I didn't do any formal tests on the bias. I believe with a biased RNG, there would be a bias from one shuffle to the next, but maybe not noticeable when looking at the totals of each permutation selected over millions of permutations. I ended up using a Lagged Fibonacci Generator (LFG) and leaving the deck in the shuffled state to start the next permutation. I think this is unbiased, and it's fast enough for me.
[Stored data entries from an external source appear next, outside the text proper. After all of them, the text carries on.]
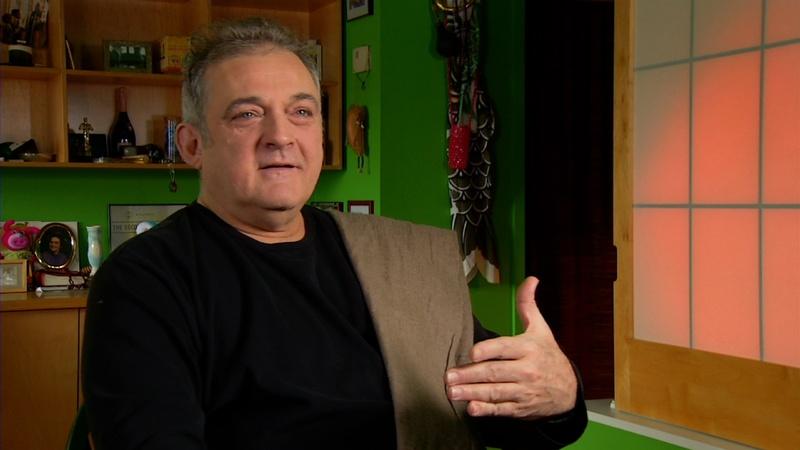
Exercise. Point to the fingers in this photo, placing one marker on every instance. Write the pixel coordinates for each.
(526, 301)
(532, 319)
(505, 409)
(488, 372)
(487, 392)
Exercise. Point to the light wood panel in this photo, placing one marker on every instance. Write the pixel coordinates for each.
(623, 197)
(38, 356)
(748, 401)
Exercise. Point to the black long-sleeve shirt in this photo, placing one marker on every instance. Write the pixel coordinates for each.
(198, 336)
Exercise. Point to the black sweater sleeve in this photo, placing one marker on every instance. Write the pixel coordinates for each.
(547, 433)
(140, 361)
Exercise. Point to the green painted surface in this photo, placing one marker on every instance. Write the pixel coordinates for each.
(603, 437)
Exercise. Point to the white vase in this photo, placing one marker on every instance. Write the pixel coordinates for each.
(95, 252)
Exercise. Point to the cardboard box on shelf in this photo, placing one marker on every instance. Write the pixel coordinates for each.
(173, 50)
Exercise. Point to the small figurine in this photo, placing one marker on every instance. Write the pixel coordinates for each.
(86, 127)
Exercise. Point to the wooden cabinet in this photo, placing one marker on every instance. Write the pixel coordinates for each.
(41, 102)
(40, 359)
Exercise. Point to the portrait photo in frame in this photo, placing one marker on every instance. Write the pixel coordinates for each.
(13, 275)
(127, 56)
(56, 246)
(361, 207)
(358, 8)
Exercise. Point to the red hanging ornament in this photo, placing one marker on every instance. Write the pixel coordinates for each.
(458, 154)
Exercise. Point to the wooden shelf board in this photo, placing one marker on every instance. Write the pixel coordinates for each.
(27, 301)
(100, 166)
(28, 73)
(142, 79)
(280, 5)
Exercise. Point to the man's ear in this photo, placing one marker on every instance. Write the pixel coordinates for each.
(190, 144)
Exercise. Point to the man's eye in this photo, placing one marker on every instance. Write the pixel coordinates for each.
(246, 115)
(303, 112)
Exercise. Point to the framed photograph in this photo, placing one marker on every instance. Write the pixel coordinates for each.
(56, 246)
(126, 221)
(361, 207)
(13, 275)
(337, 206)
(127, 56)
(358, 8)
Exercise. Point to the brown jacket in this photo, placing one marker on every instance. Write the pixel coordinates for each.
(418, 297)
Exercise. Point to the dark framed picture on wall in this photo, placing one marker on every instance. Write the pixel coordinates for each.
(336, 206)
(127, 56)
(358, 8)
(361, 207)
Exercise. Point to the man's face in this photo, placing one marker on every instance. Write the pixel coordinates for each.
(264, 146)
(55, 245)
So I went with the fast RNG and optimizing everything as much as possible. – JohnPS Mar 12 '11 at 16:34
    
By the time you've shuffled it enough to remove bias you will have been better off just using the unbiased one once. – Cyoce Dec 16 '15 at 22:56

if the RNG only has a period of 2^32 ~ 10^9 we can not produce every possible permutation of the 25 elements because this is 25! ~ 10^25 permutations

This is only true as long as the seed determines every successive selection. As long as your RNG can be expected to deliver a precisely even distribution over the range specified for each next selection, then it can produce every permutation. If your RNG cannot do that, having a larger seed base will not help.

As for your side question, you might as well reseed for every draw. However, reseeding the generator is only useful if reseeding it contains enough entropy. Time stamps don't contain much entropy, neither do algorithmic calculations.

I'm not sure what this solution is part of because you have not listed it, but if you are trying to calculate something from a larger domain using random input, there are probably better methods.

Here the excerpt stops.